Aarti Tikoo: What does it matter what history was… what India was 5,000 years ago? Or what our Scriptures said 5,000 years ago? The young Indians might turn around and ask, how is it relevant to them today? Why should they be interested in this to begin with?

Dr. Kak: We are in the age of AI and beyond AI comes consciousness. For us to be ready to deal with the complexities that this age is going to bring to all of us, because these complexities would be related to the fact that a lot of jobs for which routine work is required will be done by machines in the future, new kinds of jobs or professions or disciplines will have to be created. And they will be created by those who are in touch with the subtleties of the working of consciousness. So I think India will be ahead if we get connected to our own tradition, and it’s ultimately a universal tradition. Our tradition does not distinguish between people, their gender and preferences. It is a tradition of an expansion of the mind, a tradition of relating oneself to the deepest mystery, which asks questions as to who we are, just to step back and see how important all this is.

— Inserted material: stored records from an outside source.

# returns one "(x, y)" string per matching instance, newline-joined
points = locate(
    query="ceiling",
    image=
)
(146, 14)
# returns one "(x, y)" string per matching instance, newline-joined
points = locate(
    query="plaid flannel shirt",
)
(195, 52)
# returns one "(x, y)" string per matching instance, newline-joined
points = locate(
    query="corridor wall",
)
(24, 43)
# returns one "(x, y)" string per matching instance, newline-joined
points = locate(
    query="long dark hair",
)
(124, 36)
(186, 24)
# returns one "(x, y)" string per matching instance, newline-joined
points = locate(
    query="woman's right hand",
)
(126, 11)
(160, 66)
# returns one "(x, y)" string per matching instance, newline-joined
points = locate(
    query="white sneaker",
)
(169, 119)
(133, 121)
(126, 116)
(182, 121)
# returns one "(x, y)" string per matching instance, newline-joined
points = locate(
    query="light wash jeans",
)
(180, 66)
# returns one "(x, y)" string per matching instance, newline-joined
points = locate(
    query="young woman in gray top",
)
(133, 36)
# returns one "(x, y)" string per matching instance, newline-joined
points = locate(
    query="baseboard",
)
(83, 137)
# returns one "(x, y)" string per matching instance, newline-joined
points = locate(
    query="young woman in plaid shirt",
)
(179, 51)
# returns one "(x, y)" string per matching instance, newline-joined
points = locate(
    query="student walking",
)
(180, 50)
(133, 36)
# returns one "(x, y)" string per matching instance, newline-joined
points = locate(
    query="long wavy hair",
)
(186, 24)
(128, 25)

Take for instance, the US. It is the richest nation that has ever been — not only because of its recent history but because the US dollar is the world’s reserve currency. It sucks up the wealth of a lot of the other lands. In this rich country where people live in beautiful houses, 100,000 people last year died of opioid or drug overdose. The reason behind this is that people are extremely unhappy. You could be living in the best of the houses or could be a good looking person or a successful one, but you could still be unhappy because you are nothing but a body! Because that’s what the mainstream media and school system has taught you to be. That’s the paradigm within which the western system operates.

In my view as a scientist and as a scholar of history and Indian tradition, that paradigm is limited and wrong and it’s being slowly replaced by one where consciousness is central to our understanding of reality. We don’t go to all these planets and stars and galaxies which lie beyond our solar system but all of this experience exists in our consciousness. Consciousness is central reality.

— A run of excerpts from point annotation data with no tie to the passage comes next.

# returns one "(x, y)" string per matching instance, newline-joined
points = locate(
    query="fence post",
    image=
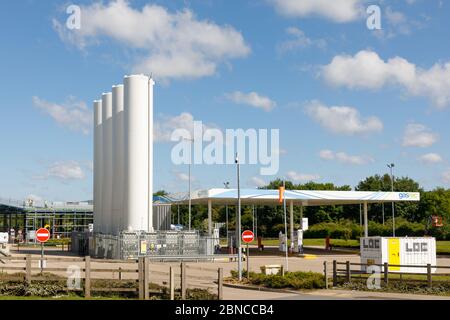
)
(141, 277)
(347, 271)
(334, 273)
(87, 277)
(183, 281)
(172, 284)
(220, 284)
(386, 273)
(28, 269)
(146, 278)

Certainly, that doesn’t mean that there is nothing but consciousness. There is also this physical reality — body and consciousness which in the vedic tradition was called vidya and avidya. Vidya is consciousness and avidya is materiality and the Vedas recognise that there are two kinds of knowledge — aparavidya and paravidya.

Aparavidya is the language or the knowledge associated with the things that go through transitions or materiality for which language is an important component for understanding. These are the subjects that we study in the schools and colleges. Paravidya is the knowledge of consciousness. The Vedas say that you must do aparavidya to sharpen your mind followed by paravidya. Paravidya is what would set you free.

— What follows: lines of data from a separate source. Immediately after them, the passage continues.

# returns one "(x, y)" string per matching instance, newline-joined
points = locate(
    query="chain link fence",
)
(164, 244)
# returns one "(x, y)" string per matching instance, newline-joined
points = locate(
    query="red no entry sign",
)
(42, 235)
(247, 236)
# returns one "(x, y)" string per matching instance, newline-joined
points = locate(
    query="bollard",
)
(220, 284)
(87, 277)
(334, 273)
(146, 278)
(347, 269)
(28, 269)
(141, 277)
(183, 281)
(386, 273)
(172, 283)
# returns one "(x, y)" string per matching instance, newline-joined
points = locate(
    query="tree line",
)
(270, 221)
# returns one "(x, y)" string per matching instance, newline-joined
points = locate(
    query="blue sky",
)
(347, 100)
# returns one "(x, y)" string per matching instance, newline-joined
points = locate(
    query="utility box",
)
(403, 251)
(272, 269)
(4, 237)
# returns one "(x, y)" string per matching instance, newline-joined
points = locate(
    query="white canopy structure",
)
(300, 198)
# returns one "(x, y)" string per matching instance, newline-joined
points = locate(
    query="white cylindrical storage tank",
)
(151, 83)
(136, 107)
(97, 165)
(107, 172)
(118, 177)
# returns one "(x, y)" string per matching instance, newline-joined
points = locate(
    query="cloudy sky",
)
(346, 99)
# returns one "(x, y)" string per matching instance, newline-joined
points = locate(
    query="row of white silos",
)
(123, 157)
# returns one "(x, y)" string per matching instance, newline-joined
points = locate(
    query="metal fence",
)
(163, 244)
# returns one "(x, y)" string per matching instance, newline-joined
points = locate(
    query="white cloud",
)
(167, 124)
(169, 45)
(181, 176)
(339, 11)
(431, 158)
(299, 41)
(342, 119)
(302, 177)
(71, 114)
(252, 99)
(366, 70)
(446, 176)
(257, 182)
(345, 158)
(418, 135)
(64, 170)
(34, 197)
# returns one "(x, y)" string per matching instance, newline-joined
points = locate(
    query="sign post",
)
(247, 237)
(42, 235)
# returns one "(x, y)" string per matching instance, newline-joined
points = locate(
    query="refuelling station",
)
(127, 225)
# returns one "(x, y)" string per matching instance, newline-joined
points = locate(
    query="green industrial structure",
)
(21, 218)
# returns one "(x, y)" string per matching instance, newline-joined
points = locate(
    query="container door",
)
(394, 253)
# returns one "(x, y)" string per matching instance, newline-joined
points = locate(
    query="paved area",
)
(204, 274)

I think it’s wonderful. I do wish and hope that more people, irrespective of their background and caste can take to this. Everybody is equal. Each individual is the same Purush. Purush is the embodiment of consciousness within each individual. In Kashmir Shaivism, you have this great slogan — Shivo aham, aham Shiva (I am Shiva). Every human being is fundamentally the same. If we were to throw off these scales of ignorance created out of habit and conditioning and forget our true selves, one would find immeasurable abilities, creativity within ourselves and that’s true of every individual.